Economics of Faith, Race, and Religion: Data Analysis 1 (June 29-July 6)

I am proceeding with the instructions from Professor Parman. He suggested that I do both ordered logistic regressions (ologits) and regular regressions, and to also look at the residuals of my regressions. I also used bin scatters this week and worked through my missing data issue.

 

I started to implement my ologit and linear regressions, and immediately, I was concerned–at the time, I did not know the difficulties associated with doing residual analysis for an ordered logistic regression, and I was still learning how to interpret the residual scatter plots for my linear regressions.

Binscatter religdens attend

Image1

We can kind of see that as the religious density increases, attendance increases (1 is high attendance, religdens increases)

 

Additionally, in comparing my ologit regressions and linear regressions, my R-squared values differed significantly. My pseudo-R2 for an ologit was around 0.22, while the R2 for a linear regression shocked me: .01. These were part of some of my questions in the following email to Professor Parman.

My email:

 

Next, the current status of my project. I think it might be helpful for me to outline some of the code that I input into stata and then ask follow-up questions:

Reg attend religdens sex agerec racecmb if attend<9 & agerec<99 & racecmb<9

image2

Here, I am analyzing the data while excluding the missing data. I got some interesting results.

While my explanatory variables seem to be statistically significant, my R-squared value is 0.0376–should I be concerned?  I’m also wondering if I would be better off making sex a dummy variable.

Some questions regarding residuals,too:

  1. When I look at the residuals, I am not sure whether I should do a regular scatter or a binscatter
  2. When I looked up interpreting residuals in a regression analysis, I came across a couple of different methods.
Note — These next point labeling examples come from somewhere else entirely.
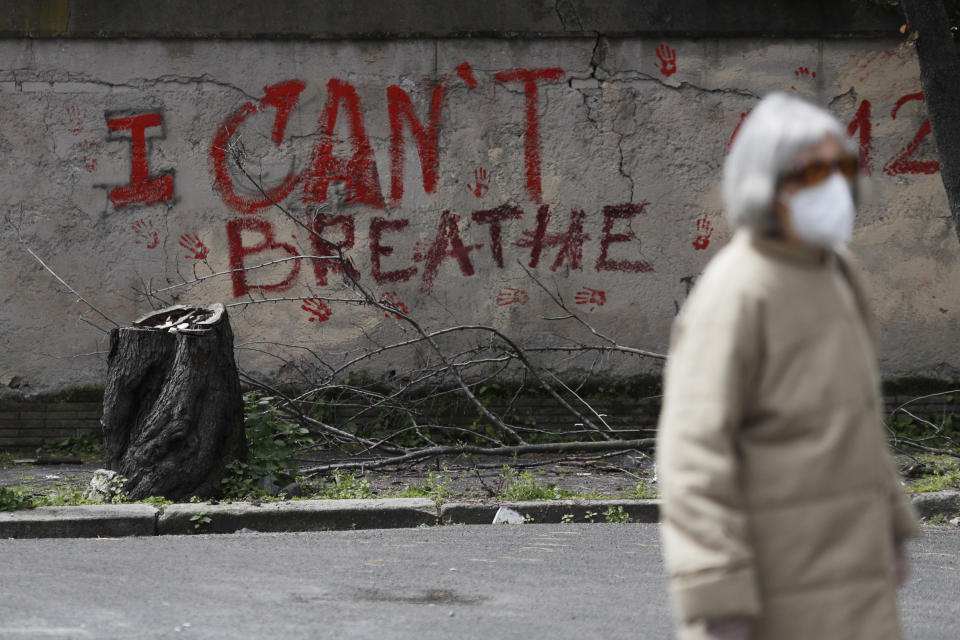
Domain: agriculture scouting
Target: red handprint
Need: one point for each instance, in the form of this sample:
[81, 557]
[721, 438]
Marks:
[594, 297]
[482, 183]
[704, 229]
[194, 244]
[668, 60]
[146, 234]
[392, 298]
[318, 309]
[512, 296]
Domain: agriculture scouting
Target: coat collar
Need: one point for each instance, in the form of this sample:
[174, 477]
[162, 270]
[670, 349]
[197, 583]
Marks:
[775, 248]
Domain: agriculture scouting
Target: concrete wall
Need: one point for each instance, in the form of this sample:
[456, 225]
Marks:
[444, 166]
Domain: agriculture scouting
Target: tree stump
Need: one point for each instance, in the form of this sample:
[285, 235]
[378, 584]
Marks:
[172, 408]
Some scatter the residuals with the predicted values, with an independent variable, or the dependent variable. I’m not sure what each option would mean for my residual analysis. Here are a couple of residual plots.

Binscatter attend_residual religdens if attend<9

image3

binscatter attend_residual attend if attend<9

 

I also did an ologit with the same variables:

 

ologit attend religdens sex agerec racecmb if attend<9 & agerec<99 & racecmb<9

 

 

I was also not able to generate residuals for this analysis (predict attend_residual, res

option res not allowed). I wasn’t able to find the answer for this on the Internet, but my guess is that because an ordered logistic regression is different than a regression that I’m not able to predict residuals through stata. I’m not sure whether this is correct econometrically but instead I found the predicted values and subtracted them from the actual values to find the residuals:

image5

Predict attend_predict if e(sample)

Gen attend_res=attend-attend_predict

 

Is this something I’m allowed to do?

 

Professor Parman’s response:

 

For your linear regressions, a low R-squared is nothing to worry about. You are running regressions where the unit of observation is an individual and the outcome is something that can vary for all kinds of reasons that won’t be captured by your independent variable. Individual people are going to choose to attend religious services for a wide range of reasons. Your statistically significant coefficients suggest that variation in your independent variables is associated with meaningful variation in attendance which is the key thing you are looking for. The low R-squared just tells you that while your independent variables are associated with differences in attendance, they can only explain a small portion of the variation in attendance. Unobserved factors are driving the bulk of the variation. This is pretty much what I would expect.

 

– For the residuals, a bin scatter is probably easiest to look at given how many data points you have. This will let you see general trends in the means of the residuals. What you miss from looking at a bin scatter instead of a scatter of the residuals themselves is how the variance of the residuals is changing as your variables change. This would let you know something about heteroscedasticity in the data.

 

As for the different approaches to analyzing the residuals, each one will tell you something different. If you look at the residuals versus the predicted values, you can see whether your model is fitting the data well across the range of outcomes or whether you tend to overpredict (or underpredict) over certain ranges. This helps tell you where the model does a good job of predicting the outcome and helps you see if maybe you need to switch to a nonlinear transformation of your outcome variable. For example, suppose the correct relationship between y and x is ln(y)=a+bx. Think about what the residuals would look like if you fit a straight line through a graph of y versus x.

 

Looking at the residuals versus one of your independent variables tells you similar things, but relative to the independent variable instead of the outcome. It would help you see whether there are certain ranges of your x variable where the model is fitting the data well and other areas where it does not fit well and could lead you to think that a transformation of the independent variable might be useful.

 

When looking at your two residual plots above, it looks like your residuals are pretty random relative to the religious density variable, so there isn’t anything there that would suggest you need to change the model specification. When looking at the plot with attend on the horizontal axis, you are basically graphing a mechanical relationship. Your regression is likely giving predicted values for attend that are all pretty close to the overall mean. This means that people that actually have attend=1 will have a very big and negative residual and people that actually have attend=6 have a very big and positive residual. As you move closer to the mean of attend, these residuals will get smaller. This explains that linear relationship on your residual plot.

 

– When working with ologit results, you won’t be able to do a similar residual analysis. The ologit regression can give you predictions, but they will be the predicted probabilities for possible outcome. So you end up with multiple predicted values for each observation and you can’t calculate a residual in the same way you can with the linear regression. I wouldn’t attempt to do any sort of residual analysis with the ologit results.

 

 

My plan for next week: restrict by race and religion, and start looking at education and income.